Прежде чем успел спросить, Генри продолжил:
— «За кругом круг — вращение все шире/Хозяина уже не слышит сокол;/Распалось все, держать не может центр».
— Йейтс, — назвал я поэта и похвалил бы себя, если б понимал, о чем говорит Генри.
— Мне здесь тошно, в этом Роузленде без роз, но, по крайней мере, здесь есть стена, а со стеной центр сможет и удержаться.
Он не впал в истерику, просто говорил загадками, но мне действительно хотелось отвесить ему оплеуху, чтобы он вспомнил о здравом смысле, как в фильмах герой отвешивает оплеуху актеру или актрисе, бьющейся по роли в истерике. Но, как бы меня это ни раздражало, я никогда не поднимаю руку на человека, который носит пистолет в плечевой кобуре под блейзером, сшитым так, чтобы позволить максимально быстро выхватить оружие.
Генри перевел взгляд с сапсана на меня. На его лице Гека Финна глаза унынием напоминали Гамлета.
Его ранимость не могла быть более очевидной. Я чувствовал, что легкость, с какой он мне открылся, свидетельствовала об одном: друзей у него нет, он их ищет и ради этого пойдет на то, чтобы открыть мне секреты Роузленда, вызнав которые, я смогу понять, почему я здесь и что должен делать.
Настоящая дружба, однако, отношения святые, даже если не произносится официальная клятва. Друзья, которые появились у меня и в Пико Мундо, и в тех местах, куда меня заносила судьба после того, как я покинул дом, удержали от отчаяния, помогли сохранить надежду. Я понимал, что вызнать секреты можно, лишь манипулируя Генри. Нет ничего зазорного в манипулировании плохими людьми, если только так можно добиться правды, но я не считал Генри Лоулэма плохишом или заслуживающим такого манипулирования. Притворяясь другом, я сводил на нет отношения с настоящими друзьями.
Пока я колебался, момент для активных действий миновал, и Генри переключился на новую тему.
— Гости в Роузленде редки.
— Эта дама, с которой я путешествую, она, похоже… очаровала мистера Волфлоу.
— Она не в его вкусе.

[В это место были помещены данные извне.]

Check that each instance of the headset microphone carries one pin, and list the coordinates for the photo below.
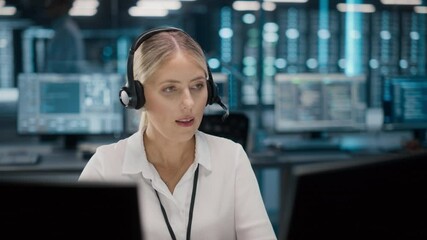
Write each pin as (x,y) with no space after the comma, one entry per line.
(132,95)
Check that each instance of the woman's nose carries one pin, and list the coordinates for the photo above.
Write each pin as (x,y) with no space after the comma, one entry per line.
(187,99)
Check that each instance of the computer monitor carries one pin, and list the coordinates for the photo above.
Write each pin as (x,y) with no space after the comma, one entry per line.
(69,104)
(405,102)
(381,197)
(65,210)
(311,102)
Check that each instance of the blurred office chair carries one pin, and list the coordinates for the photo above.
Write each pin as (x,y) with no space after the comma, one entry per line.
(235,127)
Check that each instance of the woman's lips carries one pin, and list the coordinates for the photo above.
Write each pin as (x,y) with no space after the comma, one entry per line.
(185,122)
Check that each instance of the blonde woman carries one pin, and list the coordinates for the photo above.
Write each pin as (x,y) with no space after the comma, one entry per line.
(192,185)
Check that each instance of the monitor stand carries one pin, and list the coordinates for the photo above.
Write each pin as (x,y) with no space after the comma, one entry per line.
(311,141)
(63,142)
(418,141)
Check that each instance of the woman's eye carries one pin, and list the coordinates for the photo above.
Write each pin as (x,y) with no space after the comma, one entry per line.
(198,86)
(169,89)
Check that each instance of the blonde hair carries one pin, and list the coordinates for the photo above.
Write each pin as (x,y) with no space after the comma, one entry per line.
(160,48)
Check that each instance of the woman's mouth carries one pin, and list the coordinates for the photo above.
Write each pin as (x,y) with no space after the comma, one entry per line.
(185,122)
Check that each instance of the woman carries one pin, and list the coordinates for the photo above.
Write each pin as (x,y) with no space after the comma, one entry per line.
(191,184)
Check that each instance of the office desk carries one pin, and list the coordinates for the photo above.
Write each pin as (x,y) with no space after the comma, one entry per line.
(56,166)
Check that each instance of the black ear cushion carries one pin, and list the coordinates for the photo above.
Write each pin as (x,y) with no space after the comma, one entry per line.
(140,97)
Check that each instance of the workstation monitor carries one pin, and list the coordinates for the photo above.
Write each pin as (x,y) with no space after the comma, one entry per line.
(376,197)
(313,110)
(69,105)
(65,210)
(307,102)
(404,101)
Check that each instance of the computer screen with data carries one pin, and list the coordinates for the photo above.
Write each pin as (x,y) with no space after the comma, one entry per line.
(60,104)
(319,102)
(405,102)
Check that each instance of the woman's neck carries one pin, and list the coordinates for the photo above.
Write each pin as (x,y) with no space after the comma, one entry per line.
(168,154)
(171,160)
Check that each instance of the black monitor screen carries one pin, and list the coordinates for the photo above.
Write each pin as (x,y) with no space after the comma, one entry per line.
(319,102)
(368,198)
(405,102)
(54,210)
(69,104)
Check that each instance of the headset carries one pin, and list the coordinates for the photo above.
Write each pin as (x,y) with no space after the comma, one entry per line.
(132,94)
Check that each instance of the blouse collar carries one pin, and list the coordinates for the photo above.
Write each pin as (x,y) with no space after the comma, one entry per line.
(135,158)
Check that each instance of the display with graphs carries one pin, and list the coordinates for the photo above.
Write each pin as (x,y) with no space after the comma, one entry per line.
(320,102)
(62,104)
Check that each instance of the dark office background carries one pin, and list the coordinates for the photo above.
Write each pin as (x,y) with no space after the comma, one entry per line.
(364,61)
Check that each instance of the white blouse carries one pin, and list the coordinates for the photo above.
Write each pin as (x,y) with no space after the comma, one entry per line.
(228,202)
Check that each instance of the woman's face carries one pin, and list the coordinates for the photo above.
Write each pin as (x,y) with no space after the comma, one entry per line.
(176,97)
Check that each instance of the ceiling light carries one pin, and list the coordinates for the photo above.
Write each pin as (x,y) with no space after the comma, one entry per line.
(349,7)
(401,2)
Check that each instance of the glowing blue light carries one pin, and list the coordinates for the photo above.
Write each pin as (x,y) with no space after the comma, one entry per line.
(225,33)
(292,33)
(280,63)
(214,63)
(248,18)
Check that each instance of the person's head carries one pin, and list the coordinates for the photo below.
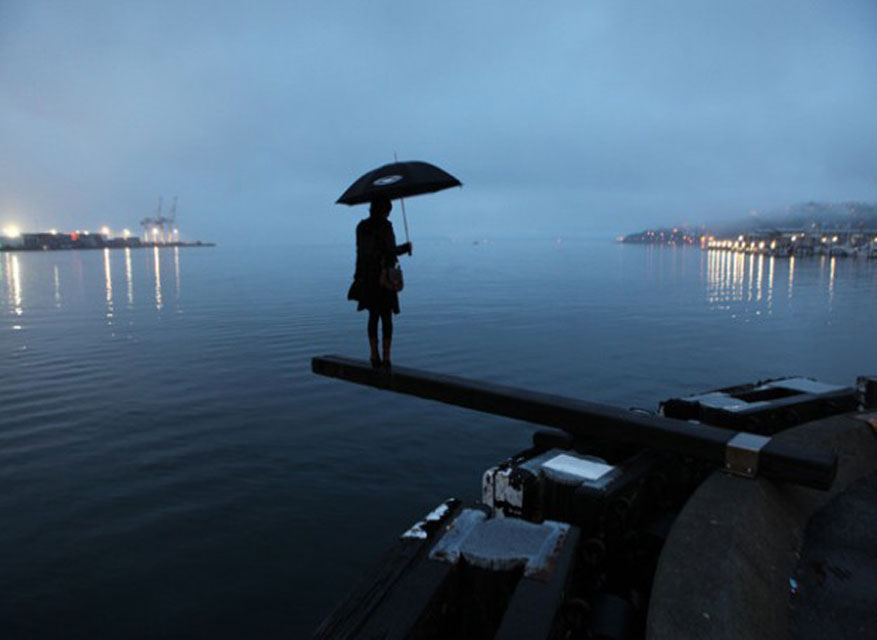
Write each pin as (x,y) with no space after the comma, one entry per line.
(380,208)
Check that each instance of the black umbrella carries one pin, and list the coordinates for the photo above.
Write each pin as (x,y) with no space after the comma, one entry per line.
(398,180)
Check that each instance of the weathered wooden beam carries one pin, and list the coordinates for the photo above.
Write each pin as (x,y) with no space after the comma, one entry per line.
(775,460)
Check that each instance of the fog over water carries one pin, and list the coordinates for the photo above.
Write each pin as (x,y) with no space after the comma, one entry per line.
(171,467)
(598,117)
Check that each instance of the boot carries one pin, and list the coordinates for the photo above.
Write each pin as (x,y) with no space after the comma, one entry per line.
(373,347)
(387,344)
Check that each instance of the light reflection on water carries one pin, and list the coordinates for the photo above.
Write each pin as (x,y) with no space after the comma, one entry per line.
(735,277)
(157,270)
(129,277)
(108,278)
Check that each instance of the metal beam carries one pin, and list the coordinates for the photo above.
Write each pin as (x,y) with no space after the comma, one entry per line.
(776,460)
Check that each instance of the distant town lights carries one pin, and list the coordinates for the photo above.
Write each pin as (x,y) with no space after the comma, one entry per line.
(11,231)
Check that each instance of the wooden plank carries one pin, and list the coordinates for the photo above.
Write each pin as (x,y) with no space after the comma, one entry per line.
(778,461)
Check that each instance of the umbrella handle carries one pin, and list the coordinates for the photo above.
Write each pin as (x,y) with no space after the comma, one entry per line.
(402,200)
(404,219)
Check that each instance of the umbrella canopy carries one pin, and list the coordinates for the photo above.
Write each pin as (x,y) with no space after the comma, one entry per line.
(398,180)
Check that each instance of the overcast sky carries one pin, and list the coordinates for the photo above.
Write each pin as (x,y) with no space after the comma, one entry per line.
(560,118)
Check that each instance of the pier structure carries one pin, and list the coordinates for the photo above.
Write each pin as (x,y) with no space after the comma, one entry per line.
(613,525)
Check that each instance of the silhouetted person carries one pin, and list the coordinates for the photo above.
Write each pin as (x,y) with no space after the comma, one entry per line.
(376,250)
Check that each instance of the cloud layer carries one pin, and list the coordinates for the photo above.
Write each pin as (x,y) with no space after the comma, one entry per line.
(565,118)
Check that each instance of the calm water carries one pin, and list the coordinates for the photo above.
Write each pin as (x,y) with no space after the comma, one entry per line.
(170,466)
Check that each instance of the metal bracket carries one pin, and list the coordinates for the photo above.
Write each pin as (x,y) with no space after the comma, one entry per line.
(741,454)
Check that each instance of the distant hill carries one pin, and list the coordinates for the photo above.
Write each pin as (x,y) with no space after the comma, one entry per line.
(809,215)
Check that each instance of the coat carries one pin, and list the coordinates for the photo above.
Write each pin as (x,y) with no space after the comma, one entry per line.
(375,249)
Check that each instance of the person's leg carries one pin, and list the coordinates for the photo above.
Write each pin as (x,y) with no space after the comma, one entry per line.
(372,330)
(387,333)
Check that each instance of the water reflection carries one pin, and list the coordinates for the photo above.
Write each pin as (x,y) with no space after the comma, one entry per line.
(159,304)
(57,287)
(750,284)
(831,271)
(129,279)
(13,283)
(108,283)
(177,270)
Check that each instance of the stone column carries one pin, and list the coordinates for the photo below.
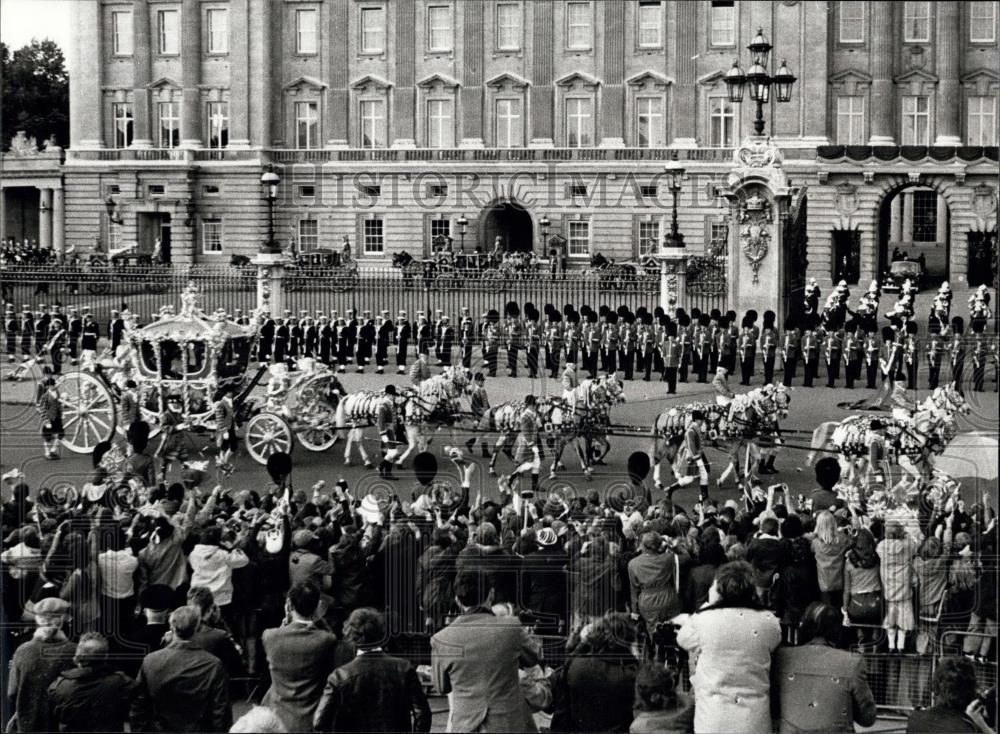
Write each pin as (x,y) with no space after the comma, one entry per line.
(45,219)
(941,235)
(58,221)
(947,51)
(473,21)
(142,50)
(883,100)
(896,219)
(907,217)
(86,98)
(542,116)
(684,94)
(612,113)
(191,74)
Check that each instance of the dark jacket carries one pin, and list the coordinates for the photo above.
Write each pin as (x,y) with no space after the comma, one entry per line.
(181,688)
(91,699)
(300,657)
(374,692)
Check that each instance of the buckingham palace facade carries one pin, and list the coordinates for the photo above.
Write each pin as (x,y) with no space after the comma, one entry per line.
(391,121)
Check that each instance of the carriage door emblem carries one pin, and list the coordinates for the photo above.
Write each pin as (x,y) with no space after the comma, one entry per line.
(755,236)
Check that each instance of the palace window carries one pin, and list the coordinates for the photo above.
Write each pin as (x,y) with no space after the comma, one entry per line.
(121,32)
(916,121)
(168,32)
(308,234)
(372,123)
(851,120)
(124,124)
(982,21)
(439,32)
(218,30)
(510,131)
(579,239)
(306,125)
(579,26)
(170,124)
(579,122)
(211,236)
(508,27)
(852,21)
(723,23)
(982,121)
(373,239)
(917,22)
(650,24)
(440,123)
(649,122)
(722,117)
(372,30)
(649,238)
(306,37)
(218,124)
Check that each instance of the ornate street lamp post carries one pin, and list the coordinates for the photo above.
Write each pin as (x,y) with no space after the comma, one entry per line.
(759,80)
(270,180)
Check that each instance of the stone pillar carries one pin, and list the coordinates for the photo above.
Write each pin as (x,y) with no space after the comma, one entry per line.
(142,50)
(542,132)
(45,219)
(191,74)
(58,221)
(684,93)
(883,100)
(941,235)
(947,52)
(613,102)
(86,98)
(896,219)
(473,17)
(239,74)
(907,217)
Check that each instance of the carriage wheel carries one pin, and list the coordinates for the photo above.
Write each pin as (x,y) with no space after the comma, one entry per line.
(88,411)
(267,434)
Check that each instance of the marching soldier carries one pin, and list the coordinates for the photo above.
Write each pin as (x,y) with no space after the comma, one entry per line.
(670,353)
(853,354)
(10,325)
(912,355)
(403,334)
(466,337)
(790,345)
(957,350)
(833,352)
(768,346)
(871,349)
(383,339)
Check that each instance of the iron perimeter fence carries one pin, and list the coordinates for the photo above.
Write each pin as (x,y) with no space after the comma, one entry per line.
(145,289)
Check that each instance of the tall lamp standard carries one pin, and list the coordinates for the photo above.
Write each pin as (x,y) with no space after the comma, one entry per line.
(463,227)
(270,180)
(759,80)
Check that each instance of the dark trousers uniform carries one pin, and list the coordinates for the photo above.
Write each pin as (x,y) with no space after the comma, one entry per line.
(746,365)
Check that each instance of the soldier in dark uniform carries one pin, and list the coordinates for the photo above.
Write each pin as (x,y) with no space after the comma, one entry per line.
(404,332)
(769,339)
(466,337)
(366,341)
(383,338)
(10,325)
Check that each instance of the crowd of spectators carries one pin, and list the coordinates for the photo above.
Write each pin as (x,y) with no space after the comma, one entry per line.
(596,613)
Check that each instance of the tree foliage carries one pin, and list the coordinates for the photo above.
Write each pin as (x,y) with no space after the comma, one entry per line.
(35,94)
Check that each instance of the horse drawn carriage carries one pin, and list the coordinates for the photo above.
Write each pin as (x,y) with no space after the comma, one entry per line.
(188,355)
(323,268)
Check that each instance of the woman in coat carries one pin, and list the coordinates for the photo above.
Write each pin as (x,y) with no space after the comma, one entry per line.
(730,642)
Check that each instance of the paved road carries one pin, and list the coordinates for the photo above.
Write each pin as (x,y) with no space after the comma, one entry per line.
(809,407)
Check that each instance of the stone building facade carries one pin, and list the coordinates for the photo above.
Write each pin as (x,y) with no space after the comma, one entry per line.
(389,121)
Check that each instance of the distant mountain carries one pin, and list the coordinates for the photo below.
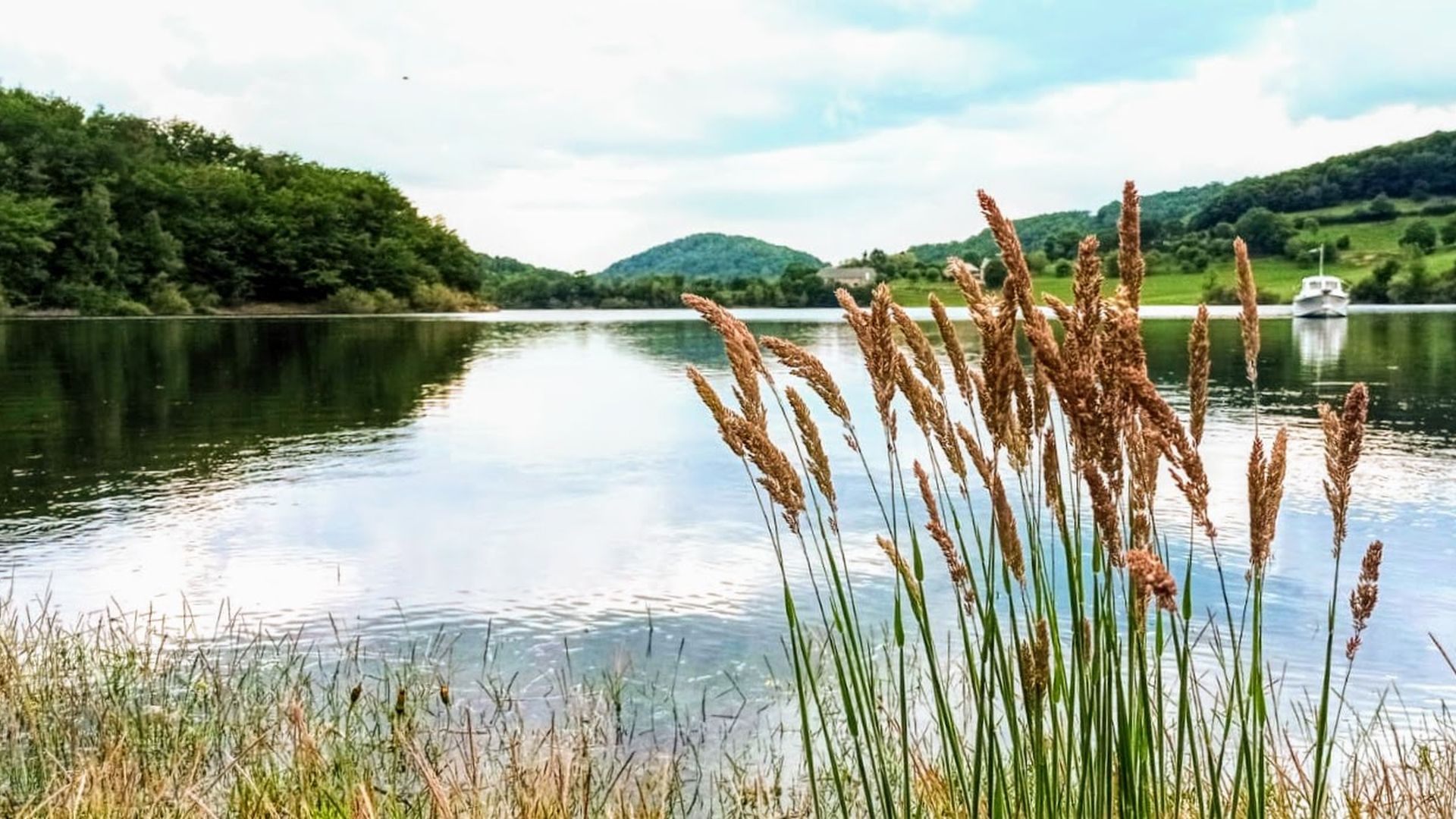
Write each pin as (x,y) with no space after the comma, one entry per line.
(1413,168)
(714,256)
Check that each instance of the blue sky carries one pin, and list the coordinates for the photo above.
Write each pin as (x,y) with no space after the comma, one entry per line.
(576,133)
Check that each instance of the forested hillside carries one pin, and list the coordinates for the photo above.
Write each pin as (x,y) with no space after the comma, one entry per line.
(111,213)
(715,256)
(1194,223)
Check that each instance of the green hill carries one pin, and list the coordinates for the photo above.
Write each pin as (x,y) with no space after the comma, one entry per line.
(111,213)
(714,256)
(1417,168)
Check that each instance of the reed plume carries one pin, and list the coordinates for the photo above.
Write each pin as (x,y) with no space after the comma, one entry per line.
(1345,436)
(813,447)
(1184,463)
(1248,311)
(777,474)
(902,569)
(1199,375)
(721,414)
(1363,596)
(813,372)
(960,575)
(1130,265)
(1152,579)
(1266,493)
(919,347)
(1017,289)
(960,369)
(743,356)
(873,331)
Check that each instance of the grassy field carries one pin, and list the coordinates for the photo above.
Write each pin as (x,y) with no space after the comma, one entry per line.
(1370,242)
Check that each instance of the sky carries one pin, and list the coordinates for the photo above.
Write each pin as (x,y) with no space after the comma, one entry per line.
(576,133)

Не показушная, не бросающаяся в глаза и не дешевка.
Негативное отношение Генри к работодателю возродило у меня надежду, что он все-таки поделится со мной секретами, не принуждая изображать дружбу.
Молчание служило моим интересам, и через какое-то время Генри добавил:
— Ты не ее любовник.
— Нет.
— И кто ты ей?
— Друг. Она одинока. Нуждается в защите.
Он встретился со мной взглядом, словно хотел подчеркнуть значимость следующих своих слов:
— Ему она не нужна. Может, ребенок?
— Мистеру Волфлоу? Зачем ему ее ребенок?
Затронув тему, он отказался ее развивать.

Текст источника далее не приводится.